Julian Green dulu menjelaskan masalah besar dengan rapat saat rapat kami mulai bermasalah. Piksel wajahnya mengatur ulang dirinya sendiri. Sebuah kalimat keluar sebagai cegukan. Kemudian dia tergagap, membeku, dan menjadi hantu.

Green dan saya telah mengobrol di Headroom, platform konferensi video baru yang diluncurkannya dan salah seorang pendiri Andrew Rabinovich musim gugur ini. Kesalahan, mereka meyakinkan saya, bukan disebabkan oleh perangkat lunak mereka, tetapi oleh koneksi Wi-Fi Green. “Saya pikir sisa jalan saya ada di homeschool,” katanya, sebuah masalah yang tidak dapat diselesaikan oleh Headroom. Itu dibangun sebagai gantinya untuk masalah lain: kebosanan dalam membuat catatan, rekan kerja yang terus menerus berbicara, dan kesulitan dalam membuat semua orang tetap terlibat. Saat kami berbicara, perangkat lunak mengeluarkan transkripsi waktu nyata di jendela di samping wajah kami. Itu terus menghitung berapa banyak kata yang diucapkan setiap orang (didominasi Rabinovich). Setelah pertemuan kami selesai, perangkat lunak Headroom akan mensintesis konsep dari transkrip; mengidentifikasi topik, tanggal, ide, dan item tindakan utama; dan, akhirnya, keluarkan catatan yang bisa dicari di lain waktu. Ia bahkan akan mencoba mengukur seberapa banyak perhatian setiap peserta.

Rapat telah menjadi kejahatan yang diperlukan di tempat kerja modern, mencakup taksonomi yang rumit: stand-up harian, duduk, semua tangan, satu-satu, tas coklat, pemeriksaan status, tukar pikiran, tanya jawab, ulasan desain. Tetapi seiring dengan bertambahnya waktu yang dihabiskan dalam pertemuan perusahaan ini, pekerjaan tampaknya menderita. Para peneliti telah menemukan bahwa rapat berkorelasi dengan penurunan kebahagiaan di tempat kerja, produktivitas, dan bahkan pangsa pasar perusahaan. Dan di tahun ketika begitu banyak interaksi kantor berubah menjadi digital, kebosanan budaya pertemuan yang biasa diperparah oleh kesesuaian dan permulaan telekonferensi.

Baru-baru ini, gelombang baru startup telah muncul untuk mengoptimalkan pertemuan tersebut dengan, apa lagi, teknologi. Makro (“berikan kekuatan super rapat Anda”) membuat antarmuka kolaboratif untuk Zoom. Mmhmm ​​menawarkan latar belakang interaktif dan alat berbagi slide untuk presenter. Fireflies, alat transkripsi AI, terintegrasi dengan platform konferensi video populer untuk membuat rekaman yang dapat ditelusuri dari setiap pertemuan. Dan Sidekick (“buat tim jarak jauh Anda merasa dekat lagi”) menjual tablet khusus untuk video call.
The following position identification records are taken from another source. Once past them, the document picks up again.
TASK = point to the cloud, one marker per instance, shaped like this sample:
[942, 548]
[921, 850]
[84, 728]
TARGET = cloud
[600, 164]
Ide di balik Headroom, yang dianggap sebagai pra-pandemi, adalah untuk memperbaiki masalah pertemuan secara langsung dan virtual, menggunakan AI. (Rabinovich dulu memimpin AI di Magic Leap.) Penggunaan konferensi video sudah meningkat sebelum tahun 2020; tahun ini meledak, dan Green dan Rabinovich bertaruh bahwa formatnya akan tetap ada karena semakin banyak perusahaan yang terbiasa memiliki karyawan jarak jauh. Namun, selama sembilan bulan terakhir, banyak orang telah belajar secara langsung bahwa pertemuan virtual menghadirkan tantangan baru, seperti menafsirkan bahasa tubuh dari orang lain di layar atau mencari tahu apakah ada yang benar-benar mendengarkan.
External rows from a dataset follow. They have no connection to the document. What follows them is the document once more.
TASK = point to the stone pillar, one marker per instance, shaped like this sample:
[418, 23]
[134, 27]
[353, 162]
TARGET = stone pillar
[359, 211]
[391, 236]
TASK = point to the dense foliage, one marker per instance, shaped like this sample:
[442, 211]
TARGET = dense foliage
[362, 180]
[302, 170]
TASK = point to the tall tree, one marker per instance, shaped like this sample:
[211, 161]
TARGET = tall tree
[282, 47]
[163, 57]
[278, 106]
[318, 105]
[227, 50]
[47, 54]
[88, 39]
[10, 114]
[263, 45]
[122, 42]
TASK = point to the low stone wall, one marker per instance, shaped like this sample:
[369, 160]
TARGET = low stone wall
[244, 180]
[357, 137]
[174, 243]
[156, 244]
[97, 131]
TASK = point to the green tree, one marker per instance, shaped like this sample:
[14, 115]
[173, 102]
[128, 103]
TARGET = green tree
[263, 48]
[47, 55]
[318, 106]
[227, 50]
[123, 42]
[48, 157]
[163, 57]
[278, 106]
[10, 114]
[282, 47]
“Salah satu hal tersulit dalam konferensi video adalah ketika seseorang berbicara dan saya ingin memberi tahu mereka bahwa saya menyukainya,” kata Green. Secara pribadi, dia berkata, “Anda mungkin mengangguk atau membuat kecil aha. ” Tetapi pada obrolan video, pembicara mungkin tidak melihat apakah mereka sedang mempresentasikan slide, atau jika rapat dipenuhi dengan terlalu banyak kotak, atau jika semua orang yang membuat isyarat verbal tidak bersuara. “Anda tidak tahu apakah itu jangkrik atau apakah orang menyukainya.”
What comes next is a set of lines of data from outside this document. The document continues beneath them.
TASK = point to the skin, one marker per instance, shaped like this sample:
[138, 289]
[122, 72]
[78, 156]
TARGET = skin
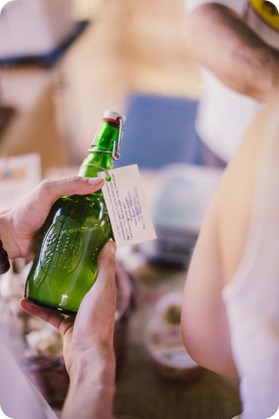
[225, 45]
[87, 338]
[221, 245]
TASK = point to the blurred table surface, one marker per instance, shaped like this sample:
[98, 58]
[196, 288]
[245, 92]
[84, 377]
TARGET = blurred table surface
[140, 391]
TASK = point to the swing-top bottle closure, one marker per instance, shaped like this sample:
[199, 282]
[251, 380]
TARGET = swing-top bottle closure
[115, 118]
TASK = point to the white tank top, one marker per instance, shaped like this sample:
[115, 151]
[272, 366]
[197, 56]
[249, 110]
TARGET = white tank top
[223, 114]
[252, 298]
Headroom bertujuan untuk mengatasi jarak sosial dari pertemuan virtual dengan beberapa cara. Pertama, ia menggunakan visi komputer untuk menerjemahkan gerakan menyetujui menjadi ikon digital, memperkuat setiap jempol atau anggukan kepala dengan emoji kecil yang dapat dilihat pembicara. Emoji tersebut juga ditambahkan ke transkrip resmi, yang secara otomatis dihasilkan oleh perangkat lunak agar seseorang tidak perlu membuat catatan. Green dan Rabinovich mengatakan jenis pemantauan ini diperjelas untuk semua peserta di awal setiap rapat, dan tim dapat menyisih dari fitur jika mereka mau.

Diposting oleh : Lagutogel

Tinggalkan Balasan

Alamat email Anda tidak akan dipublikasikan.